'A wall of death' to remember cyclists killed on London's streets was unveiled by campaigners on Wednesday, as they called for politicians to prioritise road safety in the May elections.
Stop Killing Cyclists, a campaign group for safer cycling in the capital, said only three boroughs had implemented segregated cycle lanes, Ealing, Camden and Waltham Forest.
And a Freedom Of Information request by the group found only four - Barking and Dagenham, Barnet, Hounslow and Waltham Forest - plan to introduce the safer lanes next year. Less than half of one percent of London’s Boroughs’ roads have segregated cycle lanes installed.
'A wall of death' was built outside Westminster City Hall
More than 50 cyclists have been killed in London since the last elections in 2010.

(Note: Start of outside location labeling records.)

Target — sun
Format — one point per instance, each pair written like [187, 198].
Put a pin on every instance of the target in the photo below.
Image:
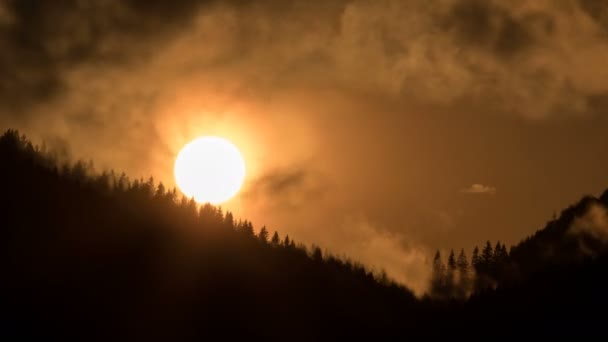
[210, 169]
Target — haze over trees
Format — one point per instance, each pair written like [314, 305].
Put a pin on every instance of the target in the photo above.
[99, 256]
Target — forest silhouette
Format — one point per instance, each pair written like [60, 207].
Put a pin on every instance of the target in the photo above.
[99, 256]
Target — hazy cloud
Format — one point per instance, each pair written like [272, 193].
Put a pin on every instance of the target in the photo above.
[593, 223]
[479, 189]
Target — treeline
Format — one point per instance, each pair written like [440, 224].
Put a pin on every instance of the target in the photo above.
[458, 278]
[156, 200]
[98, 254]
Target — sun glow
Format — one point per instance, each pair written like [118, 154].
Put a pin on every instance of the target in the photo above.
[210, 169]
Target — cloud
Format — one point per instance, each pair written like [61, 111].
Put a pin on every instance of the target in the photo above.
[369, 92]
[479, 189]
[594, 223]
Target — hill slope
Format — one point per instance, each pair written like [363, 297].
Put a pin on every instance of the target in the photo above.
[99, 257]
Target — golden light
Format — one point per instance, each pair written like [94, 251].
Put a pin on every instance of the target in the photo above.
[210, 169]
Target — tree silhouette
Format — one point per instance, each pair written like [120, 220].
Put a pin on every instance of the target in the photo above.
[263, 235]
[276, 240]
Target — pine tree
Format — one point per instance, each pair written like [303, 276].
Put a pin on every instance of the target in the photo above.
[286, 241]
[263, 235]
[229, 220]
[464, 275]
[487, 255]
[452, 261]
[476, 259]
[276, 240]
[438, 289]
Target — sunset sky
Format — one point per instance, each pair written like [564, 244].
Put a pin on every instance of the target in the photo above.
[378, 129]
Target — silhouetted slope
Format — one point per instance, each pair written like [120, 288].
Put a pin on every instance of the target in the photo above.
[100, 257]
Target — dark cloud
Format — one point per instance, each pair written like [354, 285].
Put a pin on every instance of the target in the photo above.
[486, 25]
[44, 40]
[598, 10]
[287, 189]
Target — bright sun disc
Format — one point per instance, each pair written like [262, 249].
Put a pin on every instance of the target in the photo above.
[210, 169]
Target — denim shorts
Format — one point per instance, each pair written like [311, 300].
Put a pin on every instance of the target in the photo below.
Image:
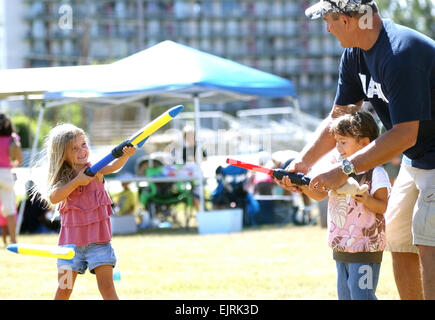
[357, 281]
[90, 256]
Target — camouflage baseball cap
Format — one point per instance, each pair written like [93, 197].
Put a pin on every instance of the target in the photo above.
[338, 6]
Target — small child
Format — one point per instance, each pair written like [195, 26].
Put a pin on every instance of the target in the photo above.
[356, 224]
[84, 207]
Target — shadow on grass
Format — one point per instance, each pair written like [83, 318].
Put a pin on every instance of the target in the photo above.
[181, 231]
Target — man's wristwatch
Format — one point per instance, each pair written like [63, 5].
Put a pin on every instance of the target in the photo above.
[347, 167]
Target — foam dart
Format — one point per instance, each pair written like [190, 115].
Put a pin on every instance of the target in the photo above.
[137, 139]
[60, 252]
[296, 177]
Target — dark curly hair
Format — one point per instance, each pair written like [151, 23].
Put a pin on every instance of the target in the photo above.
[358, 124]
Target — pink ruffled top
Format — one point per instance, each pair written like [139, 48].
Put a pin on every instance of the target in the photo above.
[85, 216]
[5, 160]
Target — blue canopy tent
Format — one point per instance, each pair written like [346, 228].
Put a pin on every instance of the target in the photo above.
[168, 70]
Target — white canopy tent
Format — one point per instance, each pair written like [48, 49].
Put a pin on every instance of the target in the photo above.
[168, 70]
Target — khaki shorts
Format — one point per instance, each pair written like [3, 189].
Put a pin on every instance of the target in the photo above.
[7, 194]
[410, 216]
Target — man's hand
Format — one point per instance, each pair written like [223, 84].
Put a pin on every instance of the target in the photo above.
[286, 184]
[296, 165]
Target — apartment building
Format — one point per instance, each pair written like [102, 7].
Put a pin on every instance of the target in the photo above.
[270, 35]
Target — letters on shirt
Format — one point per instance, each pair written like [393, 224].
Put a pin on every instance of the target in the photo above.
[373, 89]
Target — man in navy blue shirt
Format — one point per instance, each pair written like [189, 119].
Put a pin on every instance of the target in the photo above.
[393, 67]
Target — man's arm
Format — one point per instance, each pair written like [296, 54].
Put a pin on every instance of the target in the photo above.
[392, 143]
[389, 145]
[323, 141]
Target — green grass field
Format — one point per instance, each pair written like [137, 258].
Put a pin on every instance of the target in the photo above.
[267, 263]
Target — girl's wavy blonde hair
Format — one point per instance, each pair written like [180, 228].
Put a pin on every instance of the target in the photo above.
[56, 144]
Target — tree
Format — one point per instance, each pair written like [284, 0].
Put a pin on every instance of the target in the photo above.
[416, 14]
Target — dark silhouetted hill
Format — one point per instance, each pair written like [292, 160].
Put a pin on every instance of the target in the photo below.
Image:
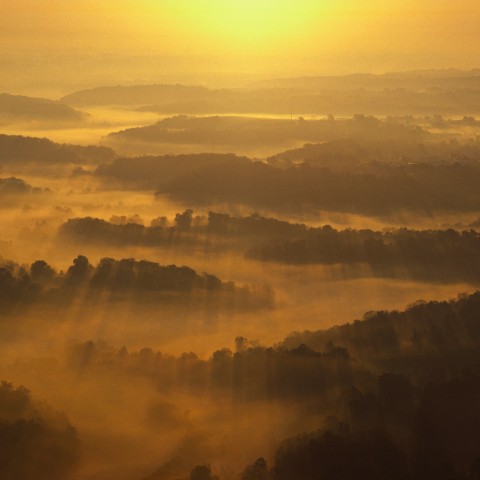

Will Nickell, the author of a report into Dutch-style segregated lanes for Stop Killing Cyclists said: “This research for the first time exposes the lethal failure by the vast majority of London’s Boroughs to invest in Go-Dutch standard segregated safe-cycle lanes, for London’s kids and cyclists over the last four years”.
Donnachadh McCarthy, co-organiser of Stop Killing Cyclists said: "Every one of the 56 cyclists killed on London's roads over the last four years is a tragedy, but it is also important to note the thousands of other deaths from the failure to provide a safe unpolluted cycling and walking environment.
"Londoners should ask every candidate in May's local and European elections if they will support 10%of their transport budget to be spent on segregated cycle-lanes."